Jakarta, Aktual.com — Jumlah pekerja konstruksi di Indonesia yang bersertifikat ASEAN diketahui hanya sekitar 6,5 persen sehingga hal itu perlu ditingkatkan guna mempersiapkan sumber daya manusia nasional dalam menghadapi Masyarakat Ekonomi ASEAN (MEA) akhir 2015.
“Saat ini, pekerja konstruksi yang bersertifikat baru mencapai 6,5 persen yang terdiri dari 124.864 orang ahli dan 353.425 orang terampil,” kata Menteri Pekerjaan Umum dan Perumahan Rakyat (PUPR) Basuki Hadimuljono dalam rilis Komunikasi Publik Kementerian PUPR di Jakarta, Minggu (27/9).
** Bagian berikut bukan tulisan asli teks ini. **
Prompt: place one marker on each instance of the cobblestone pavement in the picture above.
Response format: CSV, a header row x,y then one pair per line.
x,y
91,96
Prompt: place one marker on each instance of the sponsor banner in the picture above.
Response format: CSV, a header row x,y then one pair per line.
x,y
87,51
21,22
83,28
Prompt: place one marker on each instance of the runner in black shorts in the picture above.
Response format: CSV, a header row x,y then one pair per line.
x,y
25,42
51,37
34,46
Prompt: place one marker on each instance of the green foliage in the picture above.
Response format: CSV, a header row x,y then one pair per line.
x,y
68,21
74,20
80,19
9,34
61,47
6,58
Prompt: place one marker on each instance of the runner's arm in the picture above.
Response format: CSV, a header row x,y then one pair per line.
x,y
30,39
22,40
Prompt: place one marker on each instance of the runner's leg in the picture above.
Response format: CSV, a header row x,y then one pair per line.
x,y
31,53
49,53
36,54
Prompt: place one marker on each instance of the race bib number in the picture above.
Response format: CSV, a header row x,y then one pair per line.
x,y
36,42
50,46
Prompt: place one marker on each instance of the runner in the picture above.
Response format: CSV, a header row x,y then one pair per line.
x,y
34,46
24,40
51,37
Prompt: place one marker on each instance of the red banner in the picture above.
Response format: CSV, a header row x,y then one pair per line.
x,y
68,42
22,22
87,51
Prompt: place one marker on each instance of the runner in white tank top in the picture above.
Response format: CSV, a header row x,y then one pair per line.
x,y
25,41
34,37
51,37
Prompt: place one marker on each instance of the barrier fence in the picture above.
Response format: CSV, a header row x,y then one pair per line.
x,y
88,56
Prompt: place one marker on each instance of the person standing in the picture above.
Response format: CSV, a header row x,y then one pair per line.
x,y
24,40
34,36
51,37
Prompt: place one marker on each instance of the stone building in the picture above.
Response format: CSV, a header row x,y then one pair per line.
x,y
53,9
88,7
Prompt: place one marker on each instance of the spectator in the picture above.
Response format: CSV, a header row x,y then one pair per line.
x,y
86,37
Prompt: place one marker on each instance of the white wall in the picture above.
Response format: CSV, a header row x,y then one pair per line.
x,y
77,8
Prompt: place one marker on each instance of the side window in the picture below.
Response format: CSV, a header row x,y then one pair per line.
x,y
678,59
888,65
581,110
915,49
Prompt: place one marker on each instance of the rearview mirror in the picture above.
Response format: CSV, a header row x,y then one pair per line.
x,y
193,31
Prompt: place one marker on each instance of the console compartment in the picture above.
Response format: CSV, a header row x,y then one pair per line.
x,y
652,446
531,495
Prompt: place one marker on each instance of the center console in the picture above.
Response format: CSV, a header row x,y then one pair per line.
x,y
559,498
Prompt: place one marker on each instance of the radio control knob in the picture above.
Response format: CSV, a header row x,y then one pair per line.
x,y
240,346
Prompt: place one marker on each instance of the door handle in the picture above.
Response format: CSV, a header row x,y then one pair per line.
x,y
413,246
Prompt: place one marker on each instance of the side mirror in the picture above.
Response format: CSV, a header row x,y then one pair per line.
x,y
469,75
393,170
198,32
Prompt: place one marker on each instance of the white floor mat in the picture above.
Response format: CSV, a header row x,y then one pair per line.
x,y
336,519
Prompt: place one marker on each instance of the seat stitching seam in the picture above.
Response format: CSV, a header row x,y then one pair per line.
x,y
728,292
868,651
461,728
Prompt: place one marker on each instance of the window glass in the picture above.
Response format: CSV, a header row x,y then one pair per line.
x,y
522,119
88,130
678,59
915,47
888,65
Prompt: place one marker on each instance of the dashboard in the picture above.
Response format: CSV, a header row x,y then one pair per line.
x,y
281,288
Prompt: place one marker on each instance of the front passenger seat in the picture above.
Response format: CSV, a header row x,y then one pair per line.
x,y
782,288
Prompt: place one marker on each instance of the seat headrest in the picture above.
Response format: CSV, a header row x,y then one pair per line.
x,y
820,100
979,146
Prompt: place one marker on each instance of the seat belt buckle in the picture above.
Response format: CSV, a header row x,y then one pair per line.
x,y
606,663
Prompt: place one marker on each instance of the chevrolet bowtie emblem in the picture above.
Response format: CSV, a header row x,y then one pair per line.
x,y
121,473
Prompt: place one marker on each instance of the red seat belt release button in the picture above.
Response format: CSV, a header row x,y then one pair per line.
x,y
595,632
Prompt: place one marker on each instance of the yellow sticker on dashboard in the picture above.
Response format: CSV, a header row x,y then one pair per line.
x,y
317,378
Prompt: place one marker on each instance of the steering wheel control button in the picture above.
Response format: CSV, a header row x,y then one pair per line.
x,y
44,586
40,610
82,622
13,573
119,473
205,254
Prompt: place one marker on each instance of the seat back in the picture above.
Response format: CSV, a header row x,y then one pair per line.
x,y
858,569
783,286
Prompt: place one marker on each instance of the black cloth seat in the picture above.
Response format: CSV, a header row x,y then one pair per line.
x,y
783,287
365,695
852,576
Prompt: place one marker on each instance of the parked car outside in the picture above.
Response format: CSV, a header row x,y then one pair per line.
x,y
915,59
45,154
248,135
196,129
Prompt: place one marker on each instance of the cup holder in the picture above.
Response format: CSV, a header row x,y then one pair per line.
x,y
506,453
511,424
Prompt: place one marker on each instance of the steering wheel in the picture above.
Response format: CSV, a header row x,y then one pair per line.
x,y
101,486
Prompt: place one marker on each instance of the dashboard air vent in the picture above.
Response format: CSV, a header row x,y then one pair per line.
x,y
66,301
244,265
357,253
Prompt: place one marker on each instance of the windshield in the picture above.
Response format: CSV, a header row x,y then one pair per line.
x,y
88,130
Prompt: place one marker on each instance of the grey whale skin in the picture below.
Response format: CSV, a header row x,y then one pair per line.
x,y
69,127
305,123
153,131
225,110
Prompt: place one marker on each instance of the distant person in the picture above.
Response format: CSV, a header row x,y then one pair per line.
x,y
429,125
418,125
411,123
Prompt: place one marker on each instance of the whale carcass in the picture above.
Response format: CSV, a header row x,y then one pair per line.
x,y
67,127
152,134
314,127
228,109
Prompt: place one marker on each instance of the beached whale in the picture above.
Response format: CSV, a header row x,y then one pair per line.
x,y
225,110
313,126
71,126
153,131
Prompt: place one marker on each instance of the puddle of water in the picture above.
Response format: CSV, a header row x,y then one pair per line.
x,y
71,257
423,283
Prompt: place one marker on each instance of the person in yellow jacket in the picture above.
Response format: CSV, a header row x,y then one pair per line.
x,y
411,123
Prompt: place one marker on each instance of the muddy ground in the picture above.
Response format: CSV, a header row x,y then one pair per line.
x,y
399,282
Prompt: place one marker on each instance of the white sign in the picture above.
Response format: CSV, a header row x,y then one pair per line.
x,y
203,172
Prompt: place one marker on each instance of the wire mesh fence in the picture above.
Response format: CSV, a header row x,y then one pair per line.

Menteri PUPR mengingatkan bahwa salah satu upaya peningkatan SDM jasa konstruksi adalah dengan melakukan sertifikasi dan sosialisasi terkait pentingnya tenaga kerja konstruksi bersertifikat.
Sertifikasi tenaga kerja konstruksi, jelas dia, bertujuan untuk melindungi tenaga kerja nasional agar memiliki nilai tambah dan siap dalam menghadapi liberalisasi perdagangan ASEAN 2015 dan Asia Pasifik 2020, serta melindungi badan usaha jasa konstruksi (BUJK) nasional agar memiliki tenaga kerja yang kompeten dan produktif.
“Dalam skala ASEAN, tenaga kerja konstruksi didorong untuk memiliki sertifikat ASEAN”, kata Basuki.
Ia juga mengemukakan, tenaga kerja konstruksi didorong untuk memiliki sertifikat ASEAN Chartered Professional Engineer (ACPE) bagi konsultan dan ASEAN Architect (AA) bagi arsitek.
Kedua hal tersebut, lanjutnya, merupakan tiket masuk agar setiap tenaga ahli konstruksi bisa bekerja di seluruh negara ASEAN.
“Pemberdayaan tenaga kerja konstruksi mendukung program Nawacita Keenam Kabinet Kerja, yakni peningkatan produktivitas dan daya saing,” ucap Basuki.
Menteri Basuki juga menegaskan bahwa kementerian yang dipimpinnya bakal semaksimal mungkin meningkatkan kehandalan infrastruktur dalam negeri.